Interessant war für die große Zuhörerschaft nicht nur zu erfahren, welche Bücher Knut Kreuch auf seinem bisherigen aufregenden Lebensweg begleiteten, sondern zugleich wusste der 51-Jährige vor vollem Saal zu brillieren, wenn es um die Einordnung historischer Sachverhalte im Kontext zur Stadt Gotha, aber auch darüber hinaus ging.

AKTUELLES nutzte die Chance für ein Interview.

Herr Oberbürgermeister mit “Gotha adelt” versuchen Sie auf besondere Art und Weise die Frage nach dem “Woher kommen wir? Mit der Frage “Wer sind wir? für die Residenzstadt Gotha zu verknüpfen. Wie wichtig ist für Sie der Heimatbegriff, der von der Politik gegenwärtig wieder neu entdeckt wird?

Heimat hat für mich einen enormen Stellenwert, denn sie ist für mich Wurzel unseres Denkens und Handelns. Wer eine Heimat zu schätzen weiß, wird nie die Natur zerstören oder Gewalt gegen Menschen anwenden. Heimat heißt zu wissen, woher man kommt und weltoffen zu sein. Schon vor 12 Jahren habe ich dem Wort Gotha für jeden Buchstaben einen Inhalt gegeben: G=Gemeinsamkeit; O=Offenheit; T=Tradition; H=Heimat und A=Arbeit. Die Dachmarke „Gotha adelt“ lebt diese Visionen, denn jeder der hier wohnt, hier investiert und sich hier engagiert, der soll sich geadelt fühlen.


In welchem Kontext denken Sie dabei Heimat, deutsche, europäische und Weltkultur?

Ich denke Heimat als sehr individuellen Wert. Heimat ist nicht statisch, nicht zu verorten auf einen Punkt. Jeder Mensch muss sich seinen Heimatbegriff selbst erarbeiten, dann kann er ihm auch nicht gestohlen werden. Heimat ist für mich mein Geburtsort, meine Familie, Heimat sind Freunde, die in aller Welt leben und Lebenseinstellungen, wie die EUROPEADE, die ganz Europa zusammen führt.


Wie gelingt es Ihnen, beim Heimatbegriff die Stadtgesellschaft einzubeziehen?

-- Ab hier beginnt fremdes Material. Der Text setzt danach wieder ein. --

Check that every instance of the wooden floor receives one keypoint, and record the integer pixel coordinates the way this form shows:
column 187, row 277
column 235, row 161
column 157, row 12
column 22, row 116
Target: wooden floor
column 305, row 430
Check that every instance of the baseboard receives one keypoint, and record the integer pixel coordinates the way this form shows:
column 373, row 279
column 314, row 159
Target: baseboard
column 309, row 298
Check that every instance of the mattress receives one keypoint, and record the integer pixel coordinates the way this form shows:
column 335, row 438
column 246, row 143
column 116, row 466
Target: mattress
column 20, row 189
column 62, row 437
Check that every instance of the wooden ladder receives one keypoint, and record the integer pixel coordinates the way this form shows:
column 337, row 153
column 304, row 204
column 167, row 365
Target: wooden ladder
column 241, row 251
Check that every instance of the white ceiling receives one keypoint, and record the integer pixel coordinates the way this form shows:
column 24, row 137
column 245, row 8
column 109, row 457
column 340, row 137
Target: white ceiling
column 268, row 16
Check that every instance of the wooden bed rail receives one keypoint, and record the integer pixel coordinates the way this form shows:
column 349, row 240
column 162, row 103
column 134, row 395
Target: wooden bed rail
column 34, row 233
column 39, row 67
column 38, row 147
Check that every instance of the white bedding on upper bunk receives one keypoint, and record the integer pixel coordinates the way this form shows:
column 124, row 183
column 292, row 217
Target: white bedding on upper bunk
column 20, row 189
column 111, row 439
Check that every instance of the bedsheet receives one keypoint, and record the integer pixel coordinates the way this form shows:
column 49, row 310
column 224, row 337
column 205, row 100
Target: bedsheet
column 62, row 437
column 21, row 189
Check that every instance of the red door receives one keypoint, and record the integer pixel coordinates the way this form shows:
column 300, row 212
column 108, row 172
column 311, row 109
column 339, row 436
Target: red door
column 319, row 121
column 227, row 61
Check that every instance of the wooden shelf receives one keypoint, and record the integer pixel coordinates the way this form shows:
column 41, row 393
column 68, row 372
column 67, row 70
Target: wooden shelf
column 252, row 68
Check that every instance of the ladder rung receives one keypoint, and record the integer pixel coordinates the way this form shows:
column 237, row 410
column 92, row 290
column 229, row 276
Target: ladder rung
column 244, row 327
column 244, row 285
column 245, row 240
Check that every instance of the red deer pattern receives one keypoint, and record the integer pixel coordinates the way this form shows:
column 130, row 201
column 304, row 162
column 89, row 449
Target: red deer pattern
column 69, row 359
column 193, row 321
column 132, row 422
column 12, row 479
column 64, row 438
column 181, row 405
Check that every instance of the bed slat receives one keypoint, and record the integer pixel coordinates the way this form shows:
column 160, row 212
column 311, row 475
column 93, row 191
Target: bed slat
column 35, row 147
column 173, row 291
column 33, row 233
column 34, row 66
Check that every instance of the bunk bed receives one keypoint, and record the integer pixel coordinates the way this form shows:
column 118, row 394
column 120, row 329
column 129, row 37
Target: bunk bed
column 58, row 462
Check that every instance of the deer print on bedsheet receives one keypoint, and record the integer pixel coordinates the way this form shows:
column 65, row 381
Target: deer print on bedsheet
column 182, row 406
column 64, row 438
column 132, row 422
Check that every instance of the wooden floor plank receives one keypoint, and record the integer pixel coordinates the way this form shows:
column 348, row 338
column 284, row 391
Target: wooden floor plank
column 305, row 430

Sie sprechen darauf an, dass es auf dem Dorf leichter ist. Das stimmt. Aber besonders der Stadtbürger braucht einen Stolz auf seine Heimatstadt, auf den Ort, mit dem er sich identifiziert. Dass kann der Fußballplatz sein oder das Schloss, der mit Spenden erbaute Bürgerturm genauso wie die Glocken von Sankt Margarethen. Es kommt immer auf den Menschen an und der Mensch braucht Vorbilder, man muss Menschen zeigen, dass sie auf eigene Leistungen stolz sein können. In Gotha war es das Stadt-Bad, wo sich Bürger den Wunsch nach Schwimmen erfüllten und rund einhundert Jahre später den Wunsch nach Restaurierung. Man darf den Bürgern auch einmal Mut machen zufrieden zu sein, mit dem was erreicht ist und nicht immer nach „MEHR“ zu streben. Ich sage den Leuten: Geht hinaus in die Welt und ihr kommt mit Heimatstolz und Heimatliebe zurück.

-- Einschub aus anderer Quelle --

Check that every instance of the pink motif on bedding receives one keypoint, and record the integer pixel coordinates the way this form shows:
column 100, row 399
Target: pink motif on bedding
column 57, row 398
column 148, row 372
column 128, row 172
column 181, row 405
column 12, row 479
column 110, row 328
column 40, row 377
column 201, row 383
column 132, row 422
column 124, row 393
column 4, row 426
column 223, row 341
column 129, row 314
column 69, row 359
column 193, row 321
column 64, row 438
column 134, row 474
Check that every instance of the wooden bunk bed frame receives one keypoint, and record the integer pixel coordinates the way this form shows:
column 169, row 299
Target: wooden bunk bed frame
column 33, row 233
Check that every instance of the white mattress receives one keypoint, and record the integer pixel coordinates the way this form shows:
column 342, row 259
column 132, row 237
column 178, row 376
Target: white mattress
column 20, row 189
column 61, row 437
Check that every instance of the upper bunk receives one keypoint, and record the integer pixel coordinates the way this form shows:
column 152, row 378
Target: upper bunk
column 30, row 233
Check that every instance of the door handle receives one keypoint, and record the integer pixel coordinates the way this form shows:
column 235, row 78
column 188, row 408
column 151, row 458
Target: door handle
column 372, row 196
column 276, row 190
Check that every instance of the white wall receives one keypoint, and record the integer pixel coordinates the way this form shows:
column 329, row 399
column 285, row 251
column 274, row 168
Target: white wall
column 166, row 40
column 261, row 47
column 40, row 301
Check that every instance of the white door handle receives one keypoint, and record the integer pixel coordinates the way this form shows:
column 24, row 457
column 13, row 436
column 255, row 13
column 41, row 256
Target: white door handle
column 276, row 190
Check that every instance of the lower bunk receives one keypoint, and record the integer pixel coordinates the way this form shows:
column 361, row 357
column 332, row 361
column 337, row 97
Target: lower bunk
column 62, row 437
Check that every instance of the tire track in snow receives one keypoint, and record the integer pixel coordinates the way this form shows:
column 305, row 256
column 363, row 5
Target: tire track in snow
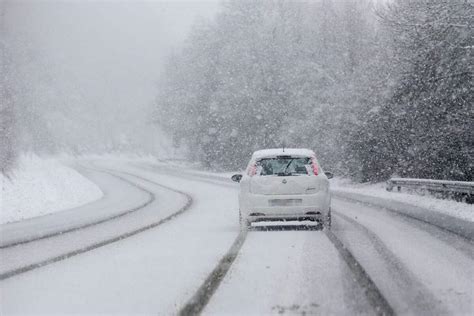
column 151, row 199
column 189, row 201
column 373, row 294
column 414, row 291
column 199, row 300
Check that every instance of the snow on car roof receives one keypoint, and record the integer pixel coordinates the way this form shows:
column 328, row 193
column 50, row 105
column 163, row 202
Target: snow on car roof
column 280, row 152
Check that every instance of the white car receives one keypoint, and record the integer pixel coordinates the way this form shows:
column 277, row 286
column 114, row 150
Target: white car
column 284, row 185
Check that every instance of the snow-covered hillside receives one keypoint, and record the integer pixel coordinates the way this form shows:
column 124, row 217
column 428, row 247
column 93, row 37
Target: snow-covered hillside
column 40, row 186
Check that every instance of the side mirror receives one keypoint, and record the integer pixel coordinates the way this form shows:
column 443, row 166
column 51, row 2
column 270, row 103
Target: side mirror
column 236, row 177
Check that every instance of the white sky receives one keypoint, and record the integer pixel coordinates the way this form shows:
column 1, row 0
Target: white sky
column 113, row 50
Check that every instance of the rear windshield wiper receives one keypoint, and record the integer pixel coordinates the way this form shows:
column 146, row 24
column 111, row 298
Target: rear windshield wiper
column 286, row 168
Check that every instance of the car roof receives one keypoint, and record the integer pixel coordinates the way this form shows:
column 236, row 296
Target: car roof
column 267, row 153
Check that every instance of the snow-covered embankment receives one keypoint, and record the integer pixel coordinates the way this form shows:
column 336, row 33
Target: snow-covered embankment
column 40, row 186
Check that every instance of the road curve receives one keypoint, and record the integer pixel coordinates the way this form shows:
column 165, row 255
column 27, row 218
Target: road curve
column 372, row 262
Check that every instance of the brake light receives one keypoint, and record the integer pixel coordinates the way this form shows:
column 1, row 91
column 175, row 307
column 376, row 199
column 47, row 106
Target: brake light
column 314, row 165
column 252, row 170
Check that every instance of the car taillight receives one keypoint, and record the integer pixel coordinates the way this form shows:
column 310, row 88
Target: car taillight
column 314, row 165
column 252, row 170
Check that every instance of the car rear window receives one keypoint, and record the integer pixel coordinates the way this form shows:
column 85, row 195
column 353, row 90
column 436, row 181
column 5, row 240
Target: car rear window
column 283, row 166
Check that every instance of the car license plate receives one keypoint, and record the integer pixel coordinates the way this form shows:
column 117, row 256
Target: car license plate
column 285, row 202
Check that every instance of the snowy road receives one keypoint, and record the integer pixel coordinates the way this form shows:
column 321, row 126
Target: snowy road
column 163, row 233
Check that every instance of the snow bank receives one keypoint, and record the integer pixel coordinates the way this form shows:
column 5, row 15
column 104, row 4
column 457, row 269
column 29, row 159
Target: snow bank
column 449, row 207
column 41, row 186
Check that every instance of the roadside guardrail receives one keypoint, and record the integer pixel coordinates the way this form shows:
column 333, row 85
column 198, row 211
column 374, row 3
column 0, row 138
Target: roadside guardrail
column 455, row 188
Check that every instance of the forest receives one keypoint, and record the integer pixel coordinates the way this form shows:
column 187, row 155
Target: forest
column 375, row 89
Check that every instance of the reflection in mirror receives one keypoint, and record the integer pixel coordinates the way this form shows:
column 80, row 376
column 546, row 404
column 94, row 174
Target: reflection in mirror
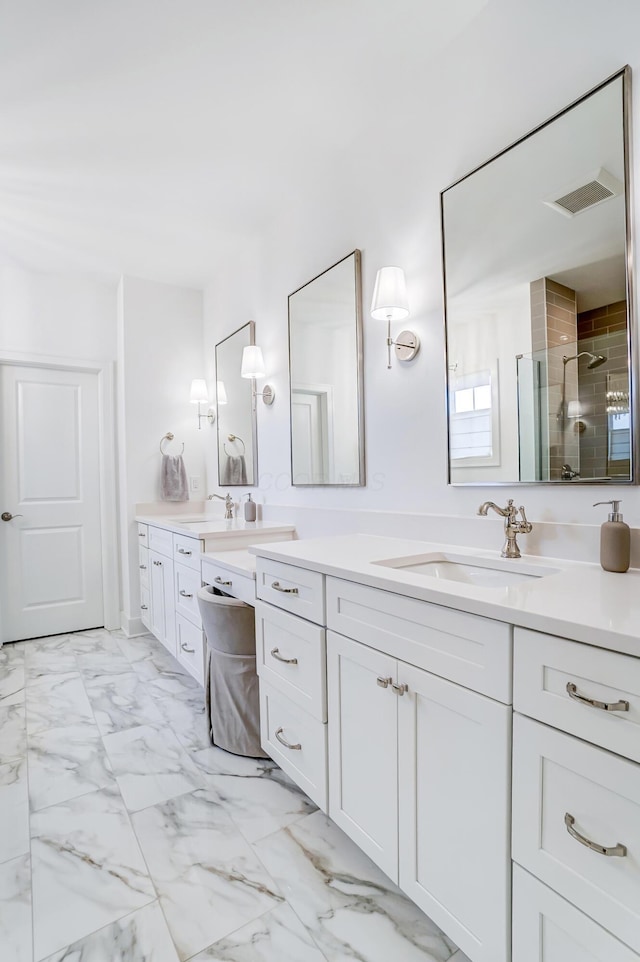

Thüringen beschäftigte sich in jüngster Zeit sehr intensiv mit seinem künftigen organisatorischen Aufbau (Stichwort Gebietsreform). Ist neben einer Funktionalreform der Heimat-Begriff vielleicht zusätzlicher wichtiger Kompass bei denkbaren neubestimmten Kreisgrenzen?

In diesem Falle darf man den Begriff Heimat nicht überstrapazieren. Ich weiß auch nicht, ob wir ein Heimatministerium im Bund brauchen, was wir vor Ort brauchen, sind Heimatpfleger in jedem Dorf, jeder Stadt und jedem Landkreis. Und ich sage auch eines: Nur weil sich Ortsgrenzen oder Kreisgrenzen ändern, kann mir Niemand meine Heimat nehmen.


Thüringen ist bekanntlich unter demographischen Gesichtspunkten eines der am stärksten betroffenen Bundesländer, und Migration wird als ein denkbares Element des Gegensteuerns begriffen. Ist hierbei der Heimatbegriff derart nutzbar, er integrativ wirken könnte?

Viele Menschen haben nach den Umbrüchen des 20. Jahrhunderts eine neue Heimat in Thüringen gefunden. Mein Schwiegervater kam aus dem heutigen Polen, meine Schwiegermutter aus der heutigen Tschechei. An der Schwelle des 21.Jahrhuderts kamen wieder viele neue Kulturen zu uns. Unsere Willkommenskultur ist wichtig, aber, wer dauerhaft bei uns leben will ist herzlich willkommen, wenn er sich in unserer Lebenswelt integriert, es darf keine Parallelgesellschaften geben, und es ist wichtig, dass die deutsche Sprache unsere Verständigungsbasis ist. In Frankreich oder den USA wäre es unvorstellbar, wenn Deutsche dort neue Heimat finden, dass sie sich nur auf Deutsch verständigen würden.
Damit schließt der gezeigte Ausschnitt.